Il boom di portadocumenti e portatessere

Il “declino” del portafogli può essere quindi attribuito alla diffusione dei pagamenti con le carte di credito, che a loro volta hanno aperto le porte ai portadocumenti e ai portatessere che svolgono diverse funzioni. Consentono infatti di conservare le varie carte di pagamento a disposizione, così da poter usare di volta in volta quella preferita. Magari per i grandi pagamenti si utilizzano le carte di credito, mentre per pagamenti più ridotti si preferiscono le carte prepagate. Una soluzione che dà alle persone la massima libertà di pagare come preferiscono.

Inoltre i portatessere possono essere usati per custodire ordinatamente tutti i documenti, dalla carta d’identità alla patente, così da poterli recuperare in ogni momento quando ne hanno bisogno. E ancora i portatessere e i portadocumenti possono essere usati per conservare i propri biglietti da visita, una soluzione molto apprezzata dai professionisti e dagli imprenditori.
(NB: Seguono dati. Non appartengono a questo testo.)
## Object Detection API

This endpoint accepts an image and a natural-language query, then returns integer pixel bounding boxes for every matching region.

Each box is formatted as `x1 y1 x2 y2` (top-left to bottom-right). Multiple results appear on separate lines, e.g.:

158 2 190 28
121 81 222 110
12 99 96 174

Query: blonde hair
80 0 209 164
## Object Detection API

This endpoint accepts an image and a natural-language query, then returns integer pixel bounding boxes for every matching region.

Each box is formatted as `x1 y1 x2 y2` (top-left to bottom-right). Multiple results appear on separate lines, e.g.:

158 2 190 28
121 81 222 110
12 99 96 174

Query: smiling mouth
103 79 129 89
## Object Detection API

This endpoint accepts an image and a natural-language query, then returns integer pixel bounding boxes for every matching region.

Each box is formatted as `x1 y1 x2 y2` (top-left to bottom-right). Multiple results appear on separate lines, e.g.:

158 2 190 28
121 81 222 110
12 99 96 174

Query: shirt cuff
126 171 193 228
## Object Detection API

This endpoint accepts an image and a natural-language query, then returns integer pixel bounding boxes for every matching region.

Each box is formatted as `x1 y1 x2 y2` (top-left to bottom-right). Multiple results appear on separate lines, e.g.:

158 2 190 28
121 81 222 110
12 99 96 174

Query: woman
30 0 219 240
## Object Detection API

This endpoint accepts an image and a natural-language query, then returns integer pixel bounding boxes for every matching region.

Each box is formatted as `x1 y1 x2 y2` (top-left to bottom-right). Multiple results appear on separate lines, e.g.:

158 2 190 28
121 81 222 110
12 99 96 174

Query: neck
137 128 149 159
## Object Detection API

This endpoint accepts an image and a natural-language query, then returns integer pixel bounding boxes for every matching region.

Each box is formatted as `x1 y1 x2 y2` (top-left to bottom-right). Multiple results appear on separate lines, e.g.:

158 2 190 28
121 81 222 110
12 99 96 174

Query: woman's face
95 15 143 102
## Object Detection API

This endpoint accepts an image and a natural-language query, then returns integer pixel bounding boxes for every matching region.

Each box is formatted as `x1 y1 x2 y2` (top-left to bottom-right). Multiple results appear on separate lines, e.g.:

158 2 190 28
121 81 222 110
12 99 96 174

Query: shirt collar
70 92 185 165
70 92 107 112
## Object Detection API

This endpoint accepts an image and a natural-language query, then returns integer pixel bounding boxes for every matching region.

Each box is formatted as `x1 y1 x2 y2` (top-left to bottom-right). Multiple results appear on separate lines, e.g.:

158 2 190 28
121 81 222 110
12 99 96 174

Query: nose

Portatessere e portadocumenti come gadget per le aziende

I gadget sono diventati strumenti molto utili per le aziende, che possono utilizzarli per diverse finalità come ad esempio per fare regali ai propri dipendenti. È finita l’epoca dei gadget che spesso e volentieri finivano a prendere polvere in fondo ad un cassetto. I gadget, per essere davvero apprezzati, devono avere una loro utilità nella quotidianità di tutti i giorni e quindi un portacarte può essere la soluzione ideale poiché sicuramente verrà sfruttato.

Le aziende possono anche regalare ai loro dipendenti un portacarte personalizzato, magari con l’incisione e il logo della società. Si tratta di un regalo elegante e di grande prestigio che non passa mai di moda. I portatessere infatti esistono da diverso tempo, ma sono ritornati prepotentemente in auge proprio negli ultimi anni grazie alla diffusione delle carte prepagate come formula alternativa di pagamento.

I portacarte personalizzati possono inoltre essere realizzati con colori e materiali diversi, così da scegliere modelli che rispecchiano perfettamente il profilo dell’azienda. Una società che adotta politiche green ed ecologiche potrebbe ad esempio regalare portacarte in bambù o cotone, materiali ecologici che rispecchiano il suo carattere eco-friendly. Una boutique che produce abiti eleganti o da cerimonia potrebbe invece virare su materiali raffinati come alluminio e metallo che conferiscono pregio e prestigio a chi li usa.

Inoltre non bisogna sottovalutare l’utilità del portacarte in chiave di marketing, in quanto viene utilizzato nei supermercati, nei negozi e nei centri commerciali fungendo da veicolo pubblicitario gratuito. Infine le aziende possono regalare portadocumenti e portatessere come gadget durante eventi e fiere, imprimendosi nella mente degli utenti e trasformandoli in potenziali clienti fidelizzati.